After falling off the bike at least 100 times (maybe less) and achieving no more than about 10 feet of parentless assisted travel, I was ready to give up. I was certain I would not learn how to ride by just a series of “push starts,” so I pushed my bike to the local park to get away from the house. It was there that I decided to take out my frustrations on this two-wheeled death machine. I stood the bike up, then shoved it down over and over again. After about 20 or more times the front wheel fell off. I knew then for sure that there was something wrong with that bike and I began to imagine how I would have been hospitalized, if I had actually ridden it. But my dad took my bike to a shop where he welded the wheel attachment back on to the bike. I didn’t know how at the time, but within a couple of weeks I was riding the bike around the neighborhood carefree.
On May 9, 2013, the Obama Administration announced that it will launch competitions to create three new manufacturing innovation institutes. The government has committed $200 million dollars of funding and the money will be managed by five Federal agencies: Commerce, Defense, Energy, the National Aeronautics and Space Administration (NASA), and the National Science Foundation (NSF). The three new institutes are:
- Digital Manufacturing and Design Innovation
- Lightweight and Modern Metals Manufacturing
- Next Generation Power Electronics Manufacturing
The most interesting institute, for me, is the “Next Generation Power Electronics Manufacturing.” This is really focused on wide bandgap (WBG) materials. The premise is that these new materials will allow power solutions for electric vehicles, renewable power, industrial motor, and defense electronics. These solutions are expected to be much more efficient while also being much smaller. Although creating reliable and cost-effective switching devices are critical, there also is a need to develop the magnetic materials that optimize the benefits from the WBG devices.
The U.S. government is already quite invested in WBG development, from projects in the national labs to funding university and private companies. For example, last year there was a workshop titled “Wide Bandgap Semiconductors for Clean Energy,” and summary report was issued from the workshop.1 The attendance was well balanced, about the same number of industry to government/labs/university. The big surprise was the low number of university attendees, only one out of 35. The workshop focused on three areas:
- Power electronics for electric vehicles and motor drives
- Power electronics for renewable grid integration
- Solid-state lighting
Each focus area was divided by impact areas such as performance, reliability, and cost.

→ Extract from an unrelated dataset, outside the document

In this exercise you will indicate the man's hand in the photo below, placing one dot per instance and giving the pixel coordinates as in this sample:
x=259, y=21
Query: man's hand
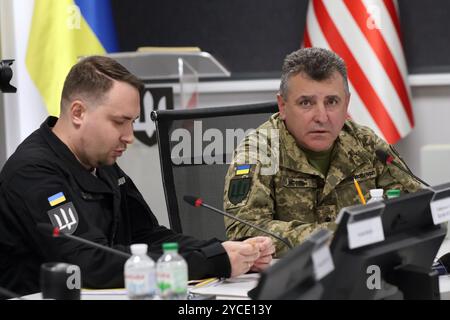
x=266, y=250
x=242, y=256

Vehicle and WBG has drawn our government’s attention and has a more developed approach as far as gathering partners. Oak Ridge National Laboratories have pulled together 33 different collaborators or partners to look at WBG for electric traction drive. Their activities are summarized in a white paper titled, “Wide Band Gap Devices: Power the Next Generation Electric Traction Drives”.2 Collaborators/Partners are scattered across the country as shown in Figure 1. There is a good mix of universities and industry. A notable accomplishment from this partnership is a 55 kW automotive inverter design, with an efficiency improvement of 30% versus an all silicon design.
Figure 1. Map pin-pointing locations of Oak Ridge National Laboratories WBG Traction Drive Partners.

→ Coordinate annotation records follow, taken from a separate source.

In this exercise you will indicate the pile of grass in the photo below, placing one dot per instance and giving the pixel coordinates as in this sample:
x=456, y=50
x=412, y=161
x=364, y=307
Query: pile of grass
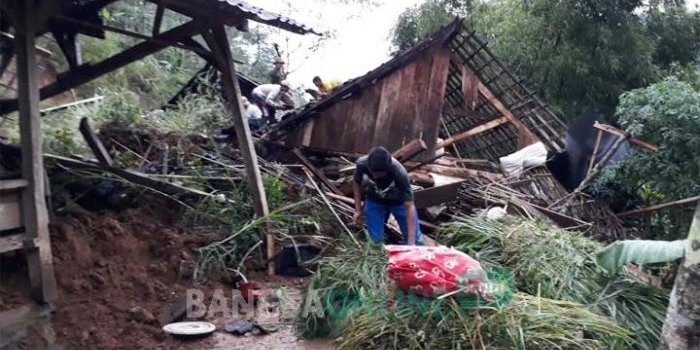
x=526, y=323
x=373, y=314
x=558, y=264
x=349, y=275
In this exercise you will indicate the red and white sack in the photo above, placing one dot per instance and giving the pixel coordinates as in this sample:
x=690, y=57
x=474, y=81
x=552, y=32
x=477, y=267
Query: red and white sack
x=435, y=271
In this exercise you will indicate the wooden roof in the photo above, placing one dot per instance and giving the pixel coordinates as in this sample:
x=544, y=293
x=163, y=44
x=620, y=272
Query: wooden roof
x=64, y=19
x=482, y=98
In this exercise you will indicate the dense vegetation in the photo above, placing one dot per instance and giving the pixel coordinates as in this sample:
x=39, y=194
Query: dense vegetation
x=635, y=62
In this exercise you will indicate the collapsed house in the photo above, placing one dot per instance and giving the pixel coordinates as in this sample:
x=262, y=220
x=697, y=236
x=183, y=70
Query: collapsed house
x=483, y=138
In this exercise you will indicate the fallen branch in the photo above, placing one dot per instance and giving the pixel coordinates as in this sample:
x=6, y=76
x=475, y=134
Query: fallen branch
x=328, y=203
x=654, y=208
x=562, y=202
x=167, y=188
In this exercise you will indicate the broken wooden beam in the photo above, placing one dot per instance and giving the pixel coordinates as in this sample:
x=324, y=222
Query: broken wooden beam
x=136, y=178
x=462, y=172
x=613, y=130
x=88, y=72
x=655, y=207
x=561, y=202
x=422, y=178
x=436, y=195
x=561, y=220
x=410, y=150
x=396, y=229
x=473, y=131
x=307, y=163
x=501, y=108
x=98, y=149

It is clear that our government is sponsoring and facilitating significant work in the WBG area with a focus on power electronics. However, like my bicycle story, I am not sure they are teaching us how to ride. With the focus on manufacturing innovation, they may be getting closer to helping us versus showing us. There is still considerable learning to be done. While initiatives and competitions may make us motivated – they also could add to the frustration. I appreciate their intentions but I believe we may be a little early for a competition and need to ride a little further on the precompetitive path.
What are your opinions on this subject and the role that government should play in push or kick starting our industry in a particular direction or methodology? What do you think might be a good alternative?
For more information about this and other power topics, visit TI’s Power House blog: www.ti.com/powerhouse-ca.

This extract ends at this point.